Cordelia Galgut: Emotional support through breast cancer

cordelia_galgut

Before being diagnosed with primary breast cancer myself, aged 49 in 2004, I would offer emotional support to women with this diagnosis, and arrogantly assume I understood pretty well what they were going through, at all stages—and my then clients were too polite to tell me to the contrary. Little did I know! Life on the other side of the breast cancer divide, as a patient, not a psychologist, differed hugely from how I understood it to be. For a start, it was a much more harrowing, long drawn out process, both physically and psychologically, than I could ever have imagined. It challenged my sense of myself as a woman much more than I could ever have foreseen, to say nothing of my theoretical beliefs as a psychologist. Indeed, I still suffer breast cancer’s fallout 10 years on.

However, when I started voicing this mismatch, as I perceived it, I found I often encountered disapproval and disbelief from people in all walks of life. They’d say things like, “It’s a year now since you were diagnosed. You shouldn’t be feeling so anxious,” or, “Aren’t you back to normal yet?”

Disconcertingly, despite my better judgment, these comments started to really bug me and worry me that I was indeed overreacting to my diagnosis, which in turn made dealing with breast cancer even harder. Fortunately, I began to realise, as I started writing and talking about this mismatch and getting feedback from other women with breast cancer, that I was not alone in feeling the way I did — for example, enduringly anxious and terrified of recurrence. This was something of a relief.

Furthermore, other women would tell me they were constantly censoring their thoughts and feelings for fear that they would be deemed to be overreacting or even mad if they voiced these things. Indeed, as I could well understand, a part of them would actually feel mad, since they had been brought up in this society, as I had, to believe feeling and expressing deep and enduring emotions is OK to a certain degree, but doing so too extremely or for too long is abnormal.

Overall, my own experience, over the last 10 years — plus that of the hundreds of other women, their partners, families, and friends I have chatted to, interviewed informally, and those who have written to me — have made me reflect long and hard on the appropriateness of a lot of my many years of psychological training and the medical model approach to emotional distress.

Over time, I have, therefore, heavily redefined for myself what is a normal psychological response to extreme trauma, in the face of a fair degree of opposition from certain quarters, at points. It turns out that deep and enduring emotions are part and parcel of the human condition, after all, not a pathology and that has been something of a revelation to me.

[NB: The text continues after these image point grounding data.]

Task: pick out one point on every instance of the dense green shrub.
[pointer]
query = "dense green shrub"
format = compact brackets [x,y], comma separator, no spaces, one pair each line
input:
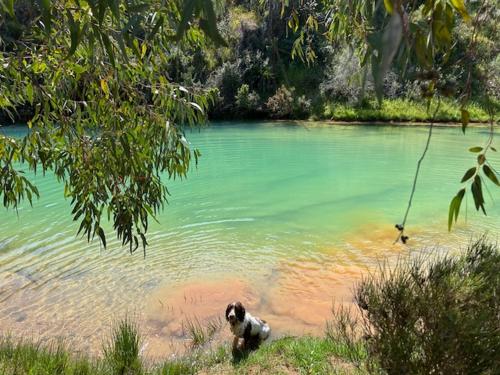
[247,101]
[227,79]
[435,317]
[285,105]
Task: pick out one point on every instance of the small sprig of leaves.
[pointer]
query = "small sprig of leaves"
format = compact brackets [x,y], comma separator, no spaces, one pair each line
[475,176]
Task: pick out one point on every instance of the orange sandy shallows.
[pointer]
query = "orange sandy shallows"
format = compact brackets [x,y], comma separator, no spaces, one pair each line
[294,301]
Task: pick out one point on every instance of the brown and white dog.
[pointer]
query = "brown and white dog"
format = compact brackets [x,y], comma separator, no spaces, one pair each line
[245,326]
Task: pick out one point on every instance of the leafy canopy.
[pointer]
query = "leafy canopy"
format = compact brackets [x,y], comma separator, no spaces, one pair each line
[108,121]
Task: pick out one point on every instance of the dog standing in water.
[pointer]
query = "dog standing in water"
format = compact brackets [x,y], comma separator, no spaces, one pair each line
[247,327]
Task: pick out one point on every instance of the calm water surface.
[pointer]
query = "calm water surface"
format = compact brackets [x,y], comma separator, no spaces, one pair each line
[281,216]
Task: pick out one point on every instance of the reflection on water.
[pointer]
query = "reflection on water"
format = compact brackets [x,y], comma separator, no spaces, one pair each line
[282,218]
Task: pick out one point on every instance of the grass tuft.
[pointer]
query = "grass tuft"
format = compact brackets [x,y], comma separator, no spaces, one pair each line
[122,352]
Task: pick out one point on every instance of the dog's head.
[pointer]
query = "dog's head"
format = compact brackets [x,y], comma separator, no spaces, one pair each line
[235,312]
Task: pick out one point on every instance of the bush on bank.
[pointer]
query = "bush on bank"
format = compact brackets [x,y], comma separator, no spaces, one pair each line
[438,315]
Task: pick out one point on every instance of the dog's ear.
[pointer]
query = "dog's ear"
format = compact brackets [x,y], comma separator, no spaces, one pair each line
[228,310]
[239,311]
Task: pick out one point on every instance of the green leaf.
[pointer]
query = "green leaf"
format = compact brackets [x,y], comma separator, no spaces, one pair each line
[115,9]
[455,207]
[388,6]
[8,5]
[104,87]
[465,119]
[460,7]
[156,27]
[490,174]
[481,159]
[29,92]
[74,29]
[46,14]
[186,18]
[471,172]
[102,236]
[109,48]
[477,194]
[476,149]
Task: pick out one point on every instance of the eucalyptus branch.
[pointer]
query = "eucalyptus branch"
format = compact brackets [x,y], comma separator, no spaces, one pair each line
[401,236]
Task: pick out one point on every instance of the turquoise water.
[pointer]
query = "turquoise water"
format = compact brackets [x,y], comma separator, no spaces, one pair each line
[273,212]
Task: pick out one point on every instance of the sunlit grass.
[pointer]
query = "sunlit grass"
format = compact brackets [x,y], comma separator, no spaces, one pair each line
[402,110]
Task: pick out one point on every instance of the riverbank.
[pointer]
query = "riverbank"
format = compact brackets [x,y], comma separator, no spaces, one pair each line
[425,315]
[287,355]
[390,112]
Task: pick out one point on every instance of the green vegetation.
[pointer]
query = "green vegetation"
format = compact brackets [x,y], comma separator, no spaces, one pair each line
[402,110]
[122,352]
[425,315]
[128,77]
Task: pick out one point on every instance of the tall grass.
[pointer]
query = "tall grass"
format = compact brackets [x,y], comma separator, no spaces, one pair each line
[438,315]
[435,316]
[122,352]
[401,110]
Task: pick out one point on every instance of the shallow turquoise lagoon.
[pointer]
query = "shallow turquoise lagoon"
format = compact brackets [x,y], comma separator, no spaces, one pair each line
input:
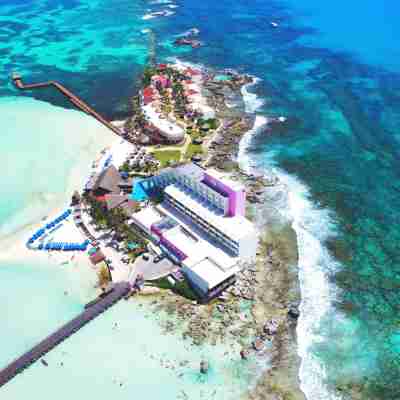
[333,69]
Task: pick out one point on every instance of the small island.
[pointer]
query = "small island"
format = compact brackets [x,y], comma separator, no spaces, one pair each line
[168,213]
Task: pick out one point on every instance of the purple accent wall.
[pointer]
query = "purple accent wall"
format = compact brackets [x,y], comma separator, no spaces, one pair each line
[237,199]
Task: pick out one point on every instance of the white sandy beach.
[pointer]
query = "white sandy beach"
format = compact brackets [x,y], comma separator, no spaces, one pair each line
[105,147]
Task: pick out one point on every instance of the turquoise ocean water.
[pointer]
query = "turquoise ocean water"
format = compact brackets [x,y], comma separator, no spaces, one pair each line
[333,69]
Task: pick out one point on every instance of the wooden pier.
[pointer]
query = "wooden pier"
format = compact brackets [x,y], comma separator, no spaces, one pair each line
[76,101]
[119,291]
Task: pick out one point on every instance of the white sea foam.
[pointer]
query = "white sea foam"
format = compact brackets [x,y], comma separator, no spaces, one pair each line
[312,226]
[149,16]
[252,104]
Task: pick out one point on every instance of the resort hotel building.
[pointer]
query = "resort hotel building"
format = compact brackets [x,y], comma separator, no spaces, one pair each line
[201,225]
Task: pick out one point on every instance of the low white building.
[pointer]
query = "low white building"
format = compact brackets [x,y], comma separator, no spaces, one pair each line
[201,224]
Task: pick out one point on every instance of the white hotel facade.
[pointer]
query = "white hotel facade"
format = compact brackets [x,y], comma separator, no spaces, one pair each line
[201,224]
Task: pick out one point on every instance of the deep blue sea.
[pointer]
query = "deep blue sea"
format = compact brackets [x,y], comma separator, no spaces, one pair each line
[332,68]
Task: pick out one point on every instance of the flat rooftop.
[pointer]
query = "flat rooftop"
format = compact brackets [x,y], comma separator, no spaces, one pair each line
[196,247]
[234,227]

My latest book, Emotional Support through Breast Cancer, which I am delighted to say was recently highly commended by the BMA, came about because feedback told me that there was a great need for an accessible, short reference book that offered more realistic support to women with breast cancer, one that validated their extreme and enduring emotions and confirmed how normal these responses are. To date, feedback confirms the need for more of the same and across a range of extreme life traumas, not just breast cancer. It’s amazing how little support there is on offer that normalises these natural human responses, rather than pathologises them. My question for all of us in the healthcare profession is: why is there not more?

Competing interests: I will receive royalties from the book I wrote that is mentioned in this piece.

Cordelia Galgut is an HCPC registered counselling psychologist who works in private practice in London. She was diagnosed with bilateral breast cancer in 2004 and has since been published widely, writing about the disease’s emotional impact, as well as on a variety of other issues in psychology.